Keith Murdoch in London, 1915-1922
In 1915, Keith Murdoch (1886-1952) was appointed London Manager of United Services Limited, the cable service jointly operated by the Sydney Sun and the Melbourne Herald. On his way to London, he famously (and controversially) visited the Australian forces in Gallipoli and wrote his 'Gallipoli letter', which criticised the operation and, arguably, contributed to the decision to evacuate troops from the area. From his London base, he subsequently operated as a 'semi-official' war correspondent, providing both cable services and regular (often weekly) feature articles for the Australian press. His approach to journalism was greatly influenced by the wartime conditions under which he worked and by his mentor, Lord Northcliffe, proprietor of the Times and the Daily Mail. Drawing on the Keith Murdoch Papers held at the National Library of Australia and Murdoch's by-lined journalism of this period, this paper explores Murdoch's developing 'journalistic vision' and its framing by his desire to influence public opinion in furtherance of the war effort. It also considers Murdoch's developing nationalism in the context of his outspoken advocacy of a 'white Australia'.

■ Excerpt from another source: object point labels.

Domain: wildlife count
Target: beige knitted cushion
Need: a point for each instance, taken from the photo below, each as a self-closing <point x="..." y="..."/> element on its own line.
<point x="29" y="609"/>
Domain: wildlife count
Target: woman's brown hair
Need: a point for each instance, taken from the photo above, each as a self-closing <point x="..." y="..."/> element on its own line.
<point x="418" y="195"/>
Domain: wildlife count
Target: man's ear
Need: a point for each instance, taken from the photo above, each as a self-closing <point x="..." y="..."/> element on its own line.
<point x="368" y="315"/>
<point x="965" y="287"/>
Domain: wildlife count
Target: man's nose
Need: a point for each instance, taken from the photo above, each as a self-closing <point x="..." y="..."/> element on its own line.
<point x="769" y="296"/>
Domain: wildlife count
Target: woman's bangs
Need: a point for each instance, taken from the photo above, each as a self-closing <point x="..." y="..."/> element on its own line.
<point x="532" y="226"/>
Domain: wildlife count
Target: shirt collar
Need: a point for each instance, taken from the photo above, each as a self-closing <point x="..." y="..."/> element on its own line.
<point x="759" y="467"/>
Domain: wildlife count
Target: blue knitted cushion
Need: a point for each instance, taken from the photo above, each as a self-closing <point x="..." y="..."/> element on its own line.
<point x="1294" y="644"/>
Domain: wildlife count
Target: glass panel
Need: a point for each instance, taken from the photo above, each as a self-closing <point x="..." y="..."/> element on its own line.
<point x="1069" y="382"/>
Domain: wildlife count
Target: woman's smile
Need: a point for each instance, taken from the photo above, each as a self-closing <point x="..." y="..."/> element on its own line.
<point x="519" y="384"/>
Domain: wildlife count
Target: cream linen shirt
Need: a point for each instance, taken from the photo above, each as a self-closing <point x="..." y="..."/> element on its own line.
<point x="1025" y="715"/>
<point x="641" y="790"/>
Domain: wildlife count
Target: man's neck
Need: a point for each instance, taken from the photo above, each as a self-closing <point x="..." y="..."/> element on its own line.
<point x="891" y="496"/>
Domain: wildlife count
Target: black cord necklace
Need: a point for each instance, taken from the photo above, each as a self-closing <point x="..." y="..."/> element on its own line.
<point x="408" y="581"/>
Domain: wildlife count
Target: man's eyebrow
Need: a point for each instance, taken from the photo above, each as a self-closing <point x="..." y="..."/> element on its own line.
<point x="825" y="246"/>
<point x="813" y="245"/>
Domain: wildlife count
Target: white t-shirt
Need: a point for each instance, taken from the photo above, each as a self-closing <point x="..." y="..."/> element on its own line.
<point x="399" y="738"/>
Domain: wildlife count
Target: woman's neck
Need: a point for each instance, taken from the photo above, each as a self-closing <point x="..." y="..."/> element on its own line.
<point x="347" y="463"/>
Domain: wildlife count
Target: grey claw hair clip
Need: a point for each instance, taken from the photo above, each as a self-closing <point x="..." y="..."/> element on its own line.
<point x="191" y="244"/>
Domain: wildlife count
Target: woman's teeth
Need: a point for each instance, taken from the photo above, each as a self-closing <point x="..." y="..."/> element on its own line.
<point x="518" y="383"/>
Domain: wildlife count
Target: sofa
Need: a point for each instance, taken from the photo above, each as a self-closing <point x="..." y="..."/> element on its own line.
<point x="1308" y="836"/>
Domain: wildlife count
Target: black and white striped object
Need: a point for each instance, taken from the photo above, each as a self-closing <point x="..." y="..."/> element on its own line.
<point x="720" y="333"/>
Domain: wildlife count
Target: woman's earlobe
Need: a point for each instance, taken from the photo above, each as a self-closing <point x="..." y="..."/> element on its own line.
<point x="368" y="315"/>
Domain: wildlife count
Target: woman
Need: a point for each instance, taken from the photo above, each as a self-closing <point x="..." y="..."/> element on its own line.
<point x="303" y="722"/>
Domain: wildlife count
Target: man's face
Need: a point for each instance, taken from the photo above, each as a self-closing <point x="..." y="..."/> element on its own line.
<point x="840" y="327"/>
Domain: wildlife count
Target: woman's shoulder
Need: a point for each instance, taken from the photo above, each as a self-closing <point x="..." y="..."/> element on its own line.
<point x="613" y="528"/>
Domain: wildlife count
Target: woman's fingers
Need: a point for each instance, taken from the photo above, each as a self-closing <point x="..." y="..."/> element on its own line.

Tasmanian born journalist, Noel Monks, left for London in 1935, hoping to find some wars to report on. Fortunately for Monks, the 1930s and 1940s were rich in wars and provided ample opportunity for him to become one of Australia's longest serving war correspondents. The first war Monks covered was the Italian conquest of Abyssinia (1935-1936) but he made his real mark on journalism by being one of the first journalists to report on the bombing of Guernica in April 1937 during the Spanish Civil War. Monks has been neglected in Australia, possibly because he was an expatriate who worked for Fleet Street newspapers such as the Daily Express and the Daily Mail. He is too often just mentioned in passing on account of his wife leaving him for Ernest Hemingway. Yet his career was an important one. He covered many conflicts and helped establish the international reputation of Australian journalists as first rank war correspondents.